Liver Transplant: Carter's Story
Liver Transplant: Carter's Story
It is 10 p.m. In the Pediatric Intensive Care Unit (PICU), Lara Weems stands in a darkened room, rocking her 9-month-old son, Carter, in her arms. She sings, coos and all but begs him to get some rest. Her husband, Aaron, circles the room. It has been 10 hours of waiting with a singular focus: Is the liver good?
Carter was born with ornithine transcarbamylase (OTC) deficiency, a rare metabolic disorder in which the liver can't rid the body of ammonia. Just a few hours of ammonia buildup can cause permanent brain damage in a newborn, even send him into a coma. The littlest thing can trigger an ammonia spike: any illness, too much food, too little food, missed medication, throwing up his food or medication.
Carter has spent five of his first nine months at CHOP and must be fed and medicated every three hours around the clock. To avoid germs that might make Carter sick, the family has become virtual shut-ins.
"We have just gotten to know this sweet baby, and it's an ever-present looming stress that if we make one wrong move, we might lose him," says Lara. For Carter to survive without serious brain damage — perhaps even to survive at all — he needs a liver transplant.
With it, he would be cured.
The wait for the right liver
The Fred and Suzanna Biesecker Center for Pediatric Liver Disease, established 10 years ago thanks to a gift from the Biesecker family, has made CHOP one of the best places in the world for kids like Carter.
After two months on the transplant list and one false alarm — the family spent all night at CHOP only to learn that the donor liver wasn't suitable — a potentially compatible liver from a deceased child has become available. It would make Carter one of about 15 children who receive a new liver at CHOP each year.
Behind the scenes, Kate Anderer, Carter's transplant coordinator at CHOP, thinks it's looking good. She has been on the phone all day with the organ procurement organization, relaying information between the teams and parents, and waiting to find out exactly when the donor surgery will take place.
Around midnight, with two CHOP surgeons in the operating room (OR) at the donor's hospital to collect the new liver, Anderer gives the green light for Carter to relocate from the PICU to CHOP's OR complex. He is the only patient in the OR that night. For an event this momentous, it is a long, quiet wait.
At 1 a.m., the OR nurse walks in with a cordless phone.
"The transplant coordinator wants to talk to you," she says.
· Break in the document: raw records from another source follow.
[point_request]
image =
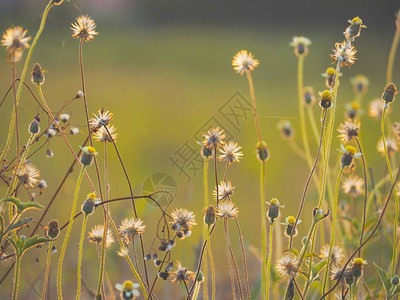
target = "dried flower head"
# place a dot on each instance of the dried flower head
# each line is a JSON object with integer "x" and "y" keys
{"x": 181, "y": 274}
{"x": 376, "y": 108}
{"x": 182, "y": 222}
{"x": 129, "y": 228}
{"x": 101, "y": 119}
{"x": 344, "y": 54}
{"x": 360, "y": 84}
{"x": 128, "y": 289}
{"x": 105, "y": 135}
{"x": 287, "y": 265}
{"x": 348, "y": 130}
{"x": 96, "y": 236}
{"x": 213, "y": 138}
{"x": 230, "y": 152}
{"x": 354, "y": 30}
{"x": 225, "y": 190}
{"x": 330, "y": 77}
{"x": 337, "y": 254}
{"x": 309, "y": 96}
{"x": 300, "y": 44}
{"x": 353, "y": 186}
{"x": 227, "y": 209}
{"x": 28, "y": 174}
{"x": 37, "y": 75}
{"x": 244, "y": 61}
{"x": 391, "y": 146}
{"x": 14, "y": 40}
{"x": 84, "y": 28}
{"x": 286, "y": 129}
Lara signals her husband to take the phone. She's sure it's bad news and doesn't want to hear it.
"It's good?" Aaron says into the phone. "That's great news."
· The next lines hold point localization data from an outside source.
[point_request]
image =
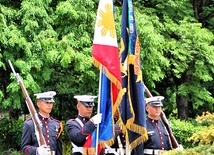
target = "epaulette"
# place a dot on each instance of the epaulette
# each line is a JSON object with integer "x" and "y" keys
{"x": 61, "y": 127}
{"x": 28, "y": 119}
{"x": 71, "y": 120}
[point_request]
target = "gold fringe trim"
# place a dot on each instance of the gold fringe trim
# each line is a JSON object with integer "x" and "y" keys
{"x": 107, "y": 73}
{"x": 89, "y": 151}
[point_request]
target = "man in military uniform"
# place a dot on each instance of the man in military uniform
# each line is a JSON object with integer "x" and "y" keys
{"x": 118, "y": 147}
{"x": 158, "y": 137}
{"x": 51, "y": 129}
{"x": 80, "y": 128}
Lara's jaw drops in astonishment. She closes her eyes, as they well up with tears, and bends over her son, who is asleep in his crib. Both parents kiss Carter and whisper goodbye as the nurse wheels him into the OR.
"I promise I'll take good care of him," says the nurse as the parents head to the empty family waiting room, thrilled but slightly numb with disbelief.
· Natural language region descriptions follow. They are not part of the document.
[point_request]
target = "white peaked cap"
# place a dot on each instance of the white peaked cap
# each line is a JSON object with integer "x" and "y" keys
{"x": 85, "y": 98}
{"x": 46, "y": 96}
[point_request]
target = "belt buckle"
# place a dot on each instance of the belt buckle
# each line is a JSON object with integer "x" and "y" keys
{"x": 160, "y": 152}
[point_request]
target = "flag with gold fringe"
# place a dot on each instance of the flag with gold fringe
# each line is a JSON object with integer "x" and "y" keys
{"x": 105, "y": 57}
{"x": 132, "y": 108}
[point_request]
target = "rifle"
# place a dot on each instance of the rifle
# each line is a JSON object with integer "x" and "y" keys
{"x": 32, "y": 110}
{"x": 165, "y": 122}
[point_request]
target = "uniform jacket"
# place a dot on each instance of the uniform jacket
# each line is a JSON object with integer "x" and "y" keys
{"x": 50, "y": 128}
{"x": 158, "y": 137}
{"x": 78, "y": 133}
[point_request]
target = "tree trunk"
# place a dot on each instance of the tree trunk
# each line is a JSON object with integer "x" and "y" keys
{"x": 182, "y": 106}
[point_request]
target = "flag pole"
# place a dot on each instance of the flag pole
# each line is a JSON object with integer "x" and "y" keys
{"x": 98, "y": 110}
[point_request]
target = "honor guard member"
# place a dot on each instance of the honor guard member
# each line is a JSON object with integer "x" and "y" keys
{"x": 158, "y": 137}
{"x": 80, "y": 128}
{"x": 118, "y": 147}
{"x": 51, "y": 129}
Carter's life-saving surgery
At 2:29 a.m., surgeon Kim Olthoff, MD, begins the process of removing Carter's liver. Minutes later, another surgeon walks briskly into the OR carrying a cardboard box bearing bright orange and green stickers: "Human Organ/Tissue for Transplant." She unpacks the new organ from layers of ice and protective fluid and, with the other lead surgeon, Abraham Shaked, MD, PhD, begins preparing it for Carter.
The surgeons work with a calm intensity. The tiny blood vessels of a 9-month-old make for complicated microsurgery, but Olthoff and Shaked are among the most experienced transplant surgeons in the country. Between the surgeons, nurses and anesthesiologists, there are as many as 10 people in the OR. The nurses record every detail, counting every gauze pad and instrument, ensuring that nothing is left in Carter's abdomen.
At 4 a.m., Carter's old liver is out and another doctor arrives to collect samples of it for routine testing and research. Meanwhile, the new liver is placed into Carter's abdomen and attached to his vessels and ducts.
At 7:15 a.m., Olthoff enters the waiting room. Aaron is napping in a chair, his wife curled up with hospital blankets on the floor. They awaken, rumpled and bleary-eyed but anxious to hear the news.
"The liver looks good," Olthoff tells them. "It was a perfect fit, like it was meant to be his." Lara throws her arms around the doctor, who looks slightly shocked — she has been on her feet operating all night.
Time will tell how the early ammonia exposure will affect Carter in the long run, but two months after the transplant, his liver is functioning well and even the long frown of a scar across his abdomen has healed.
"Carter seems like a different kid," says Aaron. "Now that he's not in constant discomfort, he has the chance to calmly and independently explore the world. In some ways it's like starting over as a newborn. It's a whole new phase of his life."